La guerra de Irán gira hoy en torno al estrecho de Ormuz, pero Israel hace días que intenta desplazar la atención hacia otro lugar: la montaña de Kuh-e Kolang Gaz La, más conocida por su nombre en inglés, Pickaxe.
Ubicado en la provincia de Isfahán, a unos 220 kilómetros al sur de Teherán, este macizo supuestamente alberga en su interior una de las instalaciones nucleares más modernas y mejor protegidas del régimen iraní.
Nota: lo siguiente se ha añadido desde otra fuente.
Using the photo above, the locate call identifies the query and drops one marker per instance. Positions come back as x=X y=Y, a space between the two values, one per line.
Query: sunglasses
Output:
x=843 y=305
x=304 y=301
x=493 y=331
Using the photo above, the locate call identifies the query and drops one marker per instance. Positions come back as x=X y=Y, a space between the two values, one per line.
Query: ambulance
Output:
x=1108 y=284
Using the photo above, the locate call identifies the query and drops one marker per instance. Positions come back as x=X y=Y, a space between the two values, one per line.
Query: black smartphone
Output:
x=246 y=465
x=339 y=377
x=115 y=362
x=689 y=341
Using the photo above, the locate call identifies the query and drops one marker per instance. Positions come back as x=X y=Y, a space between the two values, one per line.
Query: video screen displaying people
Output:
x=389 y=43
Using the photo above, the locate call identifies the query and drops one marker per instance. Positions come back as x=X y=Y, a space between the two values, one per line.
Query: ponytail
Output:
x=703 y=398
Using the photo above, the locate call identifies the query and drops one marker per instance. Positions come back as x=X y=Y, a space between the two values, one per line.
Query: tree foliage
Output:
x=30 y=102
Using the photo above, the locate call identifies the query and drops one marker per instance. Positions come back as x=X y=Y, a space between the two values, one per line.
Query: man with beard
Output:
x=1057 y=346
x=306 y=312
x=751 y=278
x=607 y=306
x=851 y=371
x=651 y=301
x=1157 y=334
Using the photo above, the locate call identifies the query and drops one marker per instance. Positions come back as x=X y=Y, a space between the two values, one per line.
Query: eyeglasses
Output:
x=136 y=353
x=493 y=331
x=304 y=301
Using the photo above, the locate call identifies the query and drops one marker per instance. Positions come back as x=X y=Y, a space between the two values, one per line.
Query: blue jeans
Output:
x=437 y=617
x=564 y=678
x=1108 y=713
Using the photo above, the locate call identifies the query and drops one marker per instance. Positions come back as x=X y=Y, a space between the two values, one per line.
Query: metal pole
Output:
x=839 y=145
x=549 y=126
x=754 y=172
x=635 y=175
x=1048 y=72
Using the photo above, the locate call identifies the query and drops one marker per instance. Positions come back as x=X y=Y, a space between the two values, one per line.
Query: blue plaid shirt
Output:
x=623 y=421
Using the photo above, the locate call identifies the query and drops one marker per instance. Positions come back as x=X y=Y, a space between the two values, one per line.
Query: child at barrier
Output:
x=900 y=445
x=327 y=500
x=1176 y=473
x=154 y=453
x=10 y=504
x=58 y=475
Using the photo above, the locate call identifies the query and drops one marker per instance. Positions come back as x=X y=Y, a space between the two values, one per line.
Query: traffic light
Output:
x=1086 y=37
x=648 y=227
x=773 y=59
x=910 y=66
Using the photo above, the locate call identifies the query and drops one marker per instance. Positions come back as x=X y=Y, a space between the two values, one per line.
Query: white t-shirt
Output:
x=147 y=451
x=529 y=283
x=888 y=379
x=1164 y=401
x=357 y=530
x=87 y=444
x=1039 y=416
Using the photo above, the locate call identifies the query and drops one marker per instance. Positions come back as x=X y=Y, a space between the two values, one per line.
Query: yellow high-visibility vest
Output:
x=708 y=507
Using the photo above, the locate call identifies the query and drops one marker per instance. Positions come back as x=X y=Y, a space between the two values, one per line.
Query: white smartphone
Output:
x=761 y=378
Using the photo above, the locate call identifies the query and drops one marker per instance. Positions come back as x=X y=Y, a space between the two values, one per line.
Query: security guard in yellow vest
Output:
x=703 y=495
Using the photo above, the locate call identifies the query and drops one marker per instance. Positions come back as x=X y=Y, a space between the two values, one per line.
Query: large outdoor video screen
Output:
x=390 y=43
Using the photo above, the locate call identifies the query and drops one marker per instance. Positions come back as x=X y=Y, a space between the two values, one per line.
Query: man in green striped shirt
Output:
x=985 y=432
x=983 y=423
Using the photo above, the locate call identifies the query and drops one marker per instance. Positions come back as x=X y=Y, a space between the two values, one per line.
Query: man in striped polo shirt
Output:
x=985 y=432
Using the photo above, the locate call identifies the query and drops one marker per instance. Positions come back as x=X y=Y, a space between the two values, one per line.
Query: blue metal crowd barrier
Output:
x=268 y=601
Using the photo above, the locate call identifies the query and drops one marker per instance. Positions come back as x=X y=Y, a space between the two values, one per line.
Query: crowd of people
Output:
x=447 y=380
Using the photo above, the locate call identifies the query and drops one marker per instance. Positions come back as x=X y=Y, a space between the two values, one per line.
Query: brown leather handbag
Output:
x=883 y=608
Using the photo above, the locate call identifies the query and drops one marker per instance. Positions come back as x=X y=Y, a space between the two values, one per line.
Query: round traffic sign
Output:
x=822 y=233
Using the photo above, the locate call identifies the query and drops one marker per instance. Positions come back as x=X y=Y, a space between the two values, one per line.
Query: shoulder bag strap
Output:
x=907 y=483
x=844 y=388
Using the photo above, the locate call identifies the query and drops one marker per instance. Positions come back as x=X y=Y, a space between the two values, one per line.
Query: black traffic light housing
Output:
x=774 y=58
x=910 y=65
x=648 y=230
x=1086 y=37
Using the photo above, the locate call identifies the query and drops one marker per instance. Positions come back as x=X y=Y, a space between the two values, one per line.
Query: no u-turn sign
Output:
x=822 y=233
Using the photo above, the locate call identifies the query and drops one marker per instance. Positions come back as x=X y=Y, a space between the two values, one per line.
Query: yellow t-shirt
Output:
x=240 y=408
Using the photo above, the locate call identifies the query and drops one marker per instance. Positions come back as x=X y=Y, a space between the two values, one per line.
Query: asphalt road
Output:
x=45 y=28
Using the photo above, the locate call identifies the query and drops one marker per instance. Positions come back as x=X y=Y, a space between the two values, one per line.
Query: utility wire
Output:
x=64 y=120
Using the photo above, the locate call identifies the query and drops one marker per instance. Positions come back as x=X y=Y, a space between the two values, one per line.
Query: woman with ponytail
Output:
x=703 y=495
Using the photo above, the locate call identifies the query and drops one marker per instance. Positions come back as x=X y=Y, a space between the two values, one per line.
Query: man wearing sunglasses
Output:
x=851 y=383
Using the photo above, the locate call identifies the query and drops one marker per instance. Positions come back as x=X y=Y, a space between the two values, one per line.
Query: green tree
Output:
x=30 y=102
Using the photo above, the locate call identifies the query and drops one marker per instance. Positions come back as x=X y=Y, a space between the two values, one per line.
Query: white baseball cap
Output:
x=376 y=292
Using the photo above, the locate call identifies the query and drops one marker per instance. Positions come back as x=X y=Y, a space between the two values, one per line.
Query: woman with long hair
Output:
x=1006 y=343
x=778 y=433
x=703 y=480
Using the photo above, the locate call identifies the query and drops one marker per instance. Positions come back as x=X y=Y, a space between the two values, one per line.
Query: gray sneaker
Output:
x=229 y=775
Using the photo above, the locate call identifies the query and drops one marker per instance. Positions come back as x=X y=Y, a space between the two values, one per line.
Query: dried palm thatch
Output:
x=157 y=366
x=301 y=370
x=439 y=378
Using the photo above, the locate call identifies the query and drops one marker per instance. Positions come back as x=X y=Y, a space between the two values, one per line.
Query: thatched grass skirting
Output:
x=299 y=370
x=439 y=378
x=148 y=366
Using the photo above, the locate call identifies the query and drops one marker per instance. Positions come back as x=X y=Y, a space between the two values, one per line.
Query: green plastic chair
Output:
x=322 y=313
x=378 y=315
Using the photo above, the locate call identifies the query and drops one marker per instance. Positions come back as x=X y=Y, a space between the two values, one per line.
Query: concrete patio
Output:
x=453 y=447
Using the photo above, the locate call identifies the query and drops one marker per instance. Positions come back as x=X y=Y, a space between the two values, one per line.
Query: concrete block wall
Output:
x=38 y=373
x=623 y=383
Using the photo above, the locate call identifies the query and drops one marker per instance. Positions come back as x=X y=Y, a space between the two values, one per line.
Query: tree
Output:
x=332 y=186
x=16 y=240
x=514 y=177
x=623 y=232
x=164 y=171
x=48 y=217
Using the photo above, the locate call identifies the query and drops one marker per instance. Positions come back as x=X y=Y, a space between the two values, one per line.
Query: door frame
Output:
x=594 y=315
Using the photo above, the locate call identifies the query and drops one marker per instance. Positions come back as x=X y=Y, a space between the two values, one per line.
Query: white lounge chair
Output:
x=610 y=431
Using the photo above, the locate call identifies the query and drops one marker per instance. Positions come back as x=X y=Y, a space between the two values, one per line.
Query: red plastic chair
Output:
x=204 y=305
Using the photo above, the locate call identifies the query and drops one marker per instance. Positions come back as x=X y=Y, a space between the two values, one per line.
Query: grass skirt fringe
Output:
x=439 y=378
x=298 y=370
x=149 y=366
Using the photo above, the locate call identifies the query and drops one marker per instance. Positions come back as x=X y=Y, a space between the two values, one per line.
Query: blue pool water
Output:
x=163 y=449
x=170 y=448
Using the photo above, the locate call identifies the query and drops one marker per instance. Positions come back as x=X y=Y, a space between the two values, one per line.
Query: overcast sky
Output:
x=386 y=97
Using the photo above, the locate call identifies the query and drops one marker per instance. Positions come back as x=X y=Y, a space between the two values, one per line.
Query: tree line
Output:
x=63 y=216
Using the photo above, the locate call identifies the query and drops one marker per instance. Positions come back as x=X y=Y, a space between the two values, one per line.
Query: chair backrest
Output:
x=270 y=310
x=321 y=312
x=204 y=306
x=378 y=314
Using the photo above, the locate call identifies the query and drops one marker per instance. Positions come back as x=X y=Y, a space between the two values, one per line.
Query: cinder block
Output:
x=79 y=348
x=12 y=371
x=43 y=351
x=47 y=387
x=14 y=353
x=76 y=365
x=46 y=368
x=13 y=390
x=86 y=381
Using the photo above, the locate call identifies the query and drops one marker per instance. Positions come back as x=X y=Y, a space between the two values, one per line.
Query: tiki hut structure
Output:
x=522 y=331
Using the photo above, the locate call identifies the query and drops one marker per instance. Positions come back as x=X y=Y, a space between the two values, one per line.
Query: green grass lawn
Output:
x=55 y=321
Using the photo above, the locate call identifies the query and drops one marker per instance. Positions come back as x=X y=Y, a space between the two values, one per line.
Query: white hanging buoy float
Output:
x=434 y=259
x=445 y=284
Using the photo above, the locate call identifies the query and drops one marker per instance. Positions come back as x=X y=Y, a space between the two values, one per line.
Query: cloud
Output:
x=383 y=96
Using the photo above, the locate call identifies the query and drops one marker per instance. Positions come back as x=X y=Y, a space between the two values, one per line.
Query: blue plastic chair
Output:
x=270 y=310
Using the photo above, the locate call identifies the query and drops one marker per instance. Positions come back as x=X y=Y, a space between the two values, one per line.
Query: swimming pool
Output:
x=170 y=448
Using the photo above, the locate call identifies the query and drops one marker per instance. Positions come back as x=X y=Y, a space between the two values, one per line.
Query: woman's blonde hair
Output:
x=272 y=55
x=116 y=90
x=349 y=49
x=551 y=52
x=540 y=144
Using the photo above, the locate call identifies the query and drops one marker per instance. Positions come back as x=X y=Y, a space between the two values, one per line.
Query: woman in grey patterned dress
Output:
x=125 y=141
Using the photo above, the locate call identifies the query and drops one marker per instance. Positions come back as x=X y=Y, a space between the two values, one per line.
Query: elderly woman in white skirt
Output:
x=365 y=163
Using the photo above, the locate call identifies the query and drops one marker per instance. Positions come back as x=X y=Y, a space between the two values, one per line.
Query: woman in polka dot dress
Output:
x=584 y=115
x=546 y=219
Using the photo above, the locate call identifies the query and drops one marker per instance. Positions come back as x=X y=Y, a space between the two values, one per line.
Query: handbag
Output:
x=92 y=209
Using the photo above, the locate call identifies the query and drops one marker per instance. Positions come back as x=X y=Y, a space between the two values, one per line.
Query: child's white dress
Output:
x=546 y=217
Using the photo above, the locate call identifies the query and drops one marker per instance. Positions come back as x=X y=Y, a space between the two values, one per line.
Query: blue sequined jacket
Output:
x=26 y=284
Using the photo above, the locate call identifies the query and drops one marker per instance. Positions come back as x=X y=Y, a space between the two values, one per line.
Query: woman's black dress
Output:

Para Israel, el complejo debería ser un objetivo militar prioritario, pero EE.UU. de momento se resiste a bombardearlo.
El recinto empezó a construirse en el 2020 como alternativa a la planta de Natanz, que se encuentra justo al lado y que aquel año sufrió una misteriosa explosión que Irán atribuyó a los servicios secretos israelíes.
Si bien Teherán hizo pública en su momento su idea de dotarse de esta nueva infraestructura, el lugar está rodeado de misterio. No se sabe exactamente qué hay dentro de la montaña, ni en qué estado se encuentran las obras. Ni siquiera se tiene constancia de que la planta esté operativa.
A falta de planos detallados, la única información disponible es la que procede de imágenes captadas por satélite. Las fotografías más recientes revelan que la montaña –cuya cima se eleva a unos 1.600 metros sobre el nivel del mar– está protegida por un amplio perímetro de seguridad, y que hay grandes cantidades de roca excavada. En las imágenes también se aprecian dos entradas reforzadas con hormigón, que supuestamente conducen a un circuito de túneles.